Google’s advertising policies have also historically discriminated against firearms retailers that lack “premium publisher” status. A Google Product Forum discussion thread in 2010 listed advertisers discussing Google’s policy covering firearms sites that run ads from the company’s Adsense program.
National Shooting Sports Foundation senior vice president Larry Keane said in a statement responding to Google’s recent policy change that it “should know better than to censor the flow of online information.”
Google’s own stated mission is “to organize the world’s information and make it universally accessible and useful.”
Keane said his organization “is attempting to reach Google to urge the company to reconsider this discriminatory policy that is hostile to the Second Amendment.”
He argued that the “robust sales of firearms and ammunition” constituted “one of the true bright spots” of the U.S. economy, “accounting for a 30.6 percent increase in jobs from 2008 through 2011 and an overall economic impact of nearly $32 billion to the nation.”
Keane also noted that “firearms cannot be purchased online and be transferred directly to the purchaser.” Instead, he said, a gun bought online “must be physically sent from one federal firearms licensee to another, with the latter conducting the mandatory FBI background check on the purchaser (represented in person) and then transferring the firearm only after the purchaser has passed the background check.”
Google’s competitors have repeatedly cataloged the company’s efforts to use its sheer size and influence to dominate markets and squeeze them out. That behavior has landed Google in the cross-hairs of U.S. and European antitrust regulators, due in part to lobbying efforts of some of Google’s better known competitors.
The Texas state attorney general is also currently investigating Google for complaints that it has arbitrarily given its own products and services priority over those of its competitors in search rankings.
During the summer of 2011, the company paid the U.S. Department of Justice $500 million to avoid prosecution on charges that it knowingly sold online advertising to online pharmacies, mostly in Canada, that sold counterfeit medications. Google opposed the Stop Online Piracy Act (SOPA), legislation that caused a global uproar from Internet users but was intended to combat rogue websites that profited from the sale of counterfeit goods online.

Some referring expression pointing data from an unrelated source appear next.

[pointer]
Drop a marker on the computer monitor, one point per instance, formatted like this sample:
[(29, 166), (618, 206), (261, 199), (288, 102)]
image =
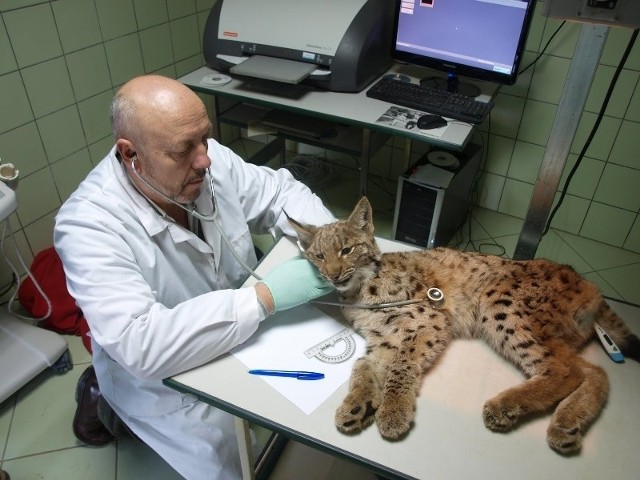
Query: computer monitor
[(477, 39)]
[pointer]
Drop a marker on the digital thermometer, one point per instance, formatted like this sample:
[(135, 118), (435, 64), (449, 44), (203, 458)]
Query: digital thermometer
[(609, 345)]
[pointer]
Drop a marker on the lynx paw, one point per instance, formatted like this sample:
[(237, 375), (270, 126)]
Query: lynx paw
[(500, 417), (354, 416), (394, 419), (564, 439)]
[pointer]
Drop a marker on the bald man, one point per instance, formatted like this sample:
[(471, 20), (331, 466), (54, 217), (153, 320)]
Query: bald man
[(140, 241)]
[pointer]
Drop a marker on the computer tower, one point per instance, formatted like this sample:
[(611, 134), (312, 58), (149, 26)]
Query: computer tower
[(433, 196)]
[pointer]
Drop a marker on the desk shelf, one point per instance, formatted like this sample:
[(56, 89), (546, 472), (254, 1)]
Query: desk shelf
[(348, 139)]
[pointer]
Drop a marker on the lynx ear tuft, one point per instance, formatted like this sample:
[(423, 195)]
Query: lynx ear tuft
[(305, 232), (362, 216)]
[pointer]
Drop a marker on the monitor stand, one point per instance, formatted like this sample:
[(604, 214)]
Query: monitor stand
[(451, 84)]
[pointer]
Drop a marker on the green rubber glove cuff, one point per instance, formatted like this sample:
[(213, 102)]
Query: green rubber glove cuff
[(295, 282)]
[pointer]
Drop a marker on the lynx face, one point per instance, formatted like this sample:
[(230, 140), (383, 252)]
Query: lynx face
[(536, 314)]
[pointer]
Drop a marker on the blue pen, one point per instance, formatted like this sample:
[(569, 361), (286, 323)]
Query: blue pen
[(300, 375)]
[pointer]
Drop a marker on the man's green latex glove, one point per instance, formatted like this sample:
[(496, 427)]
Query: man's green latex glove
[(295, 282)]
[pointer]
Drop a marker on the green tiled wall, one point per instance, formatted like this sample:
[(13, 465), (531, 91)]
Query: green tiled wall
[(61, 61), (603, 202)]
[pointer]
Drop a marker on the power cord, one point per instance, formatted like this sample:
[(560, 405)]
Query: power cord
[(594, 129)]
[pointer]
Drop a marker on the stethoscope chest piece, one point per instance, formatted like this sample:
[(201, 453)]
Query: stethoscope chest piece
[(436, 297)]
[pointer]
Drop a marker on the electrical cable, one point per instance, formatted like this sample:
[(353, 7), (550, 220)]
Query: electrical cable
[(594, 129), (312, 171), (544, 49)]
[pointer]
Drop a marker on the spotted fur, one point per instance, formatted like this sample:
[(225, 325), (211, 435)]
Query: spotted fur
[(537, 314)]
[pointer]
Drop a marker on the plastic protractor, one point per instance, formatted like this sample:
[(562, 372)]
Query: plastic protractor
[(335, 349)]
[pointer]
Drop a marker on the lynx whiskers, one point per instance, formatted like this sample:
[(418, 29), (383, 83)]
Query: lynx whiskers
[(537, 314)]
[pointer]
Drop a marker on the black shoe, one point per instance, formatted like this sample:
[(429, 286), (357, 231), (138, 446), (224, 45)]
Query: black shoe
[(87, 426)]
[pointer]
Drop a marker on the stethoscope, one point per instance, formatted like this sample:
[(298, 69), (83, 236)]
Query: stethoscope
[(192, 210), (435, 295)]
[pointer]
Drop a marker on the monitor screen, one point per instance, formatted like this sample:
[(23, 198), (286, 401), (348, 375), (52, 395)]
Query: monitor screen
[(479, 39)]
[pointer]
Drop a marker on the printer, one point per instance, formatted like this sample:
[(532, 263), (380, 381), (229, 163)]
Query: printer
[(337, 45)]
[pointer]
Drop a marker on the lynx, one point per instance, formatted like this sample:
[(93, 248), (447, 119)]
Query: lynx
[(537, 314)]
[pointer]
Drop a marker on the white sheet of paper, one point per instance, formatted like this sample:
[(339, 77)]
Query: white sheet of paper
[(280, 344)]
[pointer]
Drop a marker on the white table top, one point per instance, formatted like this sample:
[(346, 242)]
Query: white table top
[(349, 108), (448, 440)]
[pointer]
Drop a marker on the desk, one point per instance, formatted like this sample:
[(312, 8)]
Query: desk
[(351, 110), (449, 440)]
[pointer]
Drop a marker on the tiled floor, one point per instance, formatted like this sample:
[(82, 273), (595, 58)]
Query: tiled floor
[(36, 440)]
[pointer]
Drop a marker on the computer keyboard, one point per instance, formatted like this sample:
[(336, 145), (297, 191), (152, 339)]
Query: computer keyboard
[(431, 100)]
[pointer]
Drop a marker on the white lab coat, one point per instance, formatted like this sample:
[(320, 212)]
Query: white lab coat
[(159, 300)]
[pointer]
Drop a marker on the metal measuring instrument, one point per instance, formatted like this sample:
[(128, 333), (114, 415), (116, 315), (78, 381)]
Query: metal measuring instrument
[(319, 350)]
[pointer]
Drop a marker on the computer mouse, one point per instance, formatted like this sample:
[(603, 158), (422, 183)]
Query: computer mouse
[(429, 121)]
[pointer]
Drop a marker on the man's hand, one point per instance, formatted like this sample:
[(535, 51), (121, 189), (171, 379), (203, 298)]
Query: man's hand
[(291, 284)]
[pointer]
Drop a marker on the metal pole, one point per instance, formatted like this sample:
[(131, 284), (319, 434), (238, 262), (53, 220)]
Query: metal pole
[(574, 96)]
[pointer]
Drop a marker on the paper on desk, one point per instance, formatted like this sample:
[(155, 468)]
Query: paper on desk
[(403, 118), (280, 343)]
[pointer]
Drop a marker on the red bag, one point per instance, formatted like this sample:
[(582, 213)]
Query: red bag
[(66, 316)]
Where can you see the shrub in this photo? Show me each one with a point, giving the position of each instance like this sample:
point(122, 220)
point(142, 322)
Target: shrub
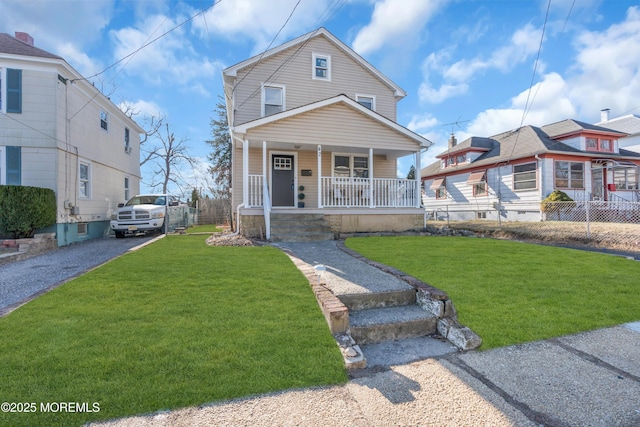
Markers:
point(24, 209)
point(557, 202)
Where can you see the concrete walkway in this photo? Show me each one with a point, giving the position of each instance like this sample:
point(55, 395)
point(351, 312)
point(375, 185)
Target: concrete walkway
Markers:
point(588, 379)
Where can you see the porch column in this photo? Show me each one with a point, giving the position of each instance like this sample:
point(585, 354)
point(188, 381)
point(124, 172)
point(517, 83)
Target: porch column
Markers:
point(418, 180)
point(319, 176)
point(264, 164)
point(245, 172)
point(371, 201)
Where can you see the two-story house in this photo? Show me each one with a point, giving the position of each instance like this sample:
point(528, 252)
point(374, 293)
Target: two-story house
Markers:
point(314, 133)
point(508, 175)
point(58, 131)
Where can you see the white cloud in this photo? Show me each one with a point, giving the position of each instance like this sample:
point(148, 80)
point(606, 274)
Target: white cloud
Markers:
point(606, 72)
point(260, 20)
point(395, 22)
point(171, 59)
point(53, 23)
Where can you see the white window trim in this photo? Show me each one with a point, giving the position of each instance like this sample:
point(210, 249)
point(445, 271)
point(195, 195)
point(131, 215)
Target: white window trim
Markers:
point(313, 67)
point(351, 167)
point(363, 95)
point(3, 166)
point(89, 180)
point(262, 97)
point(3, 92)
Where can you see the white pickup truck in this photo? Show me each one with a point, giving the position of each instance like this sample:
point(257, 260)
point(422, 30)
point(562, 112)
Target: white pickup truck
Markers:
point(144, 213)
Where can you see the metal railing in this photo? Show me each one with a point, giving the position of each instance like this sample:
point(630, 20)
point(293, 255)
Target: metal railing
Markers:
point(614, 224)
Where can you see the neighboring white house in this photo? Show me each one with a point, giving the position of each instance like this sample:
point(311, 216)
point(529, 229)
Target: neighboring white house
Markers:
point(313, 114)
point(58, 131)
point(507, 175)
point(629, 124)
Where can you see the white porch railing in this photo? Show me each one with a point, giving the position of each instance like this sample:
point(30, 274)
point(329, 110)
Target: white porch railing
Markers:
point(353, 192)
point(369, 192)
point(256, 194)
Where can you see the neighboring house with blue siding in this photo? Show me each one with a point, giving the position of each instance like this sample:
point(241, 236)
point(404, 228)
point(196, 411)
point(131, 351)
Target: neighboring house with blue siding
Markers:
point(58, 131)
point(507, 175)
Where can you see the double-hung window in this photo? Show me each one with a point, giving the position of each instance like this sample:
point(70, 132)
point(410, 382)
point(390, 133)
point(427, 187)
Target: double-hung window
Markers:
point(525, 176)
point(127, 143)
point(348, 165)
point(12, 90)
point(626, 178)
point(569, 174)
point(273, 99)
point(104, 120)
point(84, 183)
point(321, 67)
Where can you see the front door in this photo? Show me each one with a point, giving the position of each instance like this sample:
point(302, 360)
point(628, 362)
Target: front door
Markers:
point(597, 183)
point(283, 180)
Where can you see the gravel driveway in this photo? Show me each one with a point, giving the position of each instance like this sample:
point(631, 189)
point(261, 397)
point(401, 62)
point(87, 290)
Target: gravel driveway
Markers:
point(23, 280)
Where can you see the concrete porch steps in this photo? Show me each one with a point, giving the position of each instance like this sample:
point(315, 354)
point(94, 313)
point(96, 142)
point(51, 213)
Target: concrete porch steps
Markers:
point(377, 325)
point(299, 228)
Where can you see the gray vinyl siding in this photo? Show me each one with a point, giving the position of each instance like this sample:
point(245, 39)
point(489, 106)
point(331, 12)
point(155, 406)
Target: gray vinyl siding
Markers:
point(347, 77)
point(337, 125)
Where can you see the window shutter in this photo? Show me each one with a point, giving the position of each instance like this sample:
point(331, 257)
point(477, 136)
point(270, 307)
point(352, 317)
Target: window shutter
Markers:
point(14, 91)
point(14, 161)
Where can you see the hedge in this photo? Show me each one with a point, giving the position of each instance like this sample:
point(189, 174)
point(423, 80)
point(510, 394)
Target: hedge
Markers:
point(24, 209)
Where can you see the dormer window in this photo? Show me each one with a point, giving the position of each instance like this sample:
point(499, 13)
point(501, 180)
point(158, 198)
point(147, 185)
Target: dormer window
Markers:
point(321, 67)
point(273, 99)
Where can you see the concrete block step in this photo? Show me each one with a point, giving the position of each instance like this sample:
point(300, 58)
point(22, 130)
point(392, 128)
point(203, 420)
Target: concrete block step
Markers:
point(390, 323)
point(365, 301)
point(300, 236)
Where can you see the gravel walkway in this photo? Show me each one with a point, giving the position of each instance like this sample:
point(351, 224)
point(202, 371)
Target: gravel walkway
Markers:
point(22, 281)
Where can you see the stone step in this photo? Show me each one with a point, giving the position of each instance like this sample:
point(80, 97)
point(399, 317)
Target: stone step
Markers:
point(365, 301)
point(299, 228)
point(390, 323)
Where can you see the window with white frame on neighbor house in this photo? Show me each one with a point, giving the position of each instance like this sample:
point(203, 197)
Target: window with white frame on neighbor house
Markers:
point(569, 174)
point(525, 176)
point(272, 99)
point(104, 120)
point(599, 144)
point(85, 180)
point(626, 178)
point(127, 195)
point(127, 144)
point(321, 69)
point(347, 165)
point(10, 90)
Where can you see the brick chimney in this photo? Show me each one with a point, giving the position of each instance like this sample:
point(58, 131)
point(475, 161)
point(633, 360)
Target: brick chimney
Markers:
point(452, 141)
point(25, 38)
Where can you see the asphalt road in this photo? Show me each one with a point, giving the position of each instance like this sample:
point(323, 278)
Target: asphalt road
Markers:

Google vehemently opposed SOPA and another related bill on the grounds that it would have forced them to accept responsibility for policing counterfeit and pirated goods.
USA Today also reported in February that Rosetta Stone had caught Google selling “coveted top-of-the-page ad space to more than 1,600 rogue websites peddling fake Rosetta Stone” software.
Google’s track record, despite its best intentions, is far from perfect, and gun owners and retailers are pointing fingers.
“Google’s restrictive policy comes at a time when retailers and other online information resources have increased their content about firearms because of consumer demand,” said Keane. “Fortunately, consumers have other online services to turn to instead of Google for their firearms information.”
Google declined the Daily Caller’s request for comment.